Clara — Latest Exploration

After a fulfilling summer working in the industry, coming back to school I felt I wanted to stay connected to the AI field and continue exploring my interest. It felt like the perfect step was to get involved in undergrad research. I wasn't sure on how exactly to do this, but I decided to start by just cold emailing professors whose work I found interesting. One of which was Professor Rafatirad's work on reinforcement learning algorithms.

About a week after my original email and no response, I realized in a previous quarter I had met a student working in the same lab during a study group session. I reached out to him and asked what he did to get his position in the lab. His advice was to email the graduate student leading the lab directly. I got a response back almost immediately and interviewed that same day. I was offered a position in the lab a few hours later and put on the team working on RL algorithms.

It was a whirlwind of information at first, as I was joining just as they were starting up their next research focus: the GRPO algorithm. I had to read through a lot of papers to get up to speed on the current state of RL algorithms and benchmarks, but after a very long weekend, I was caught up to the rest of the lab members and we began formulating our plan.

I've lately been working with two other undergrads in the lab to gather new data that hasn't been used before in any math benchmarks. The master's students had the grand idea to scrape the Gaokao and JEE exams.

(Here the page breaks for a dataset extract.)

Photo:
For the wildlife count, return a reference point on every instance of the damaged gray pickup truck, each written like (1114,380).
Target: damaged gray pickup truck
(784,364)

The past few weeks have been filled with hunting for datasets, figuring out how to best scrape some pdfs and clean/format the data, and also confirm accuracy. Next steps are to run other LLMs on this new dataset and see how it compares to other benchmarks.

It's been a really eye-opening experience working alongside these other highly motivated individuals to try and figure out how this all works, and how we can possibly improve things from the data gathering steps, to how we implement the GRPO reward algorithm.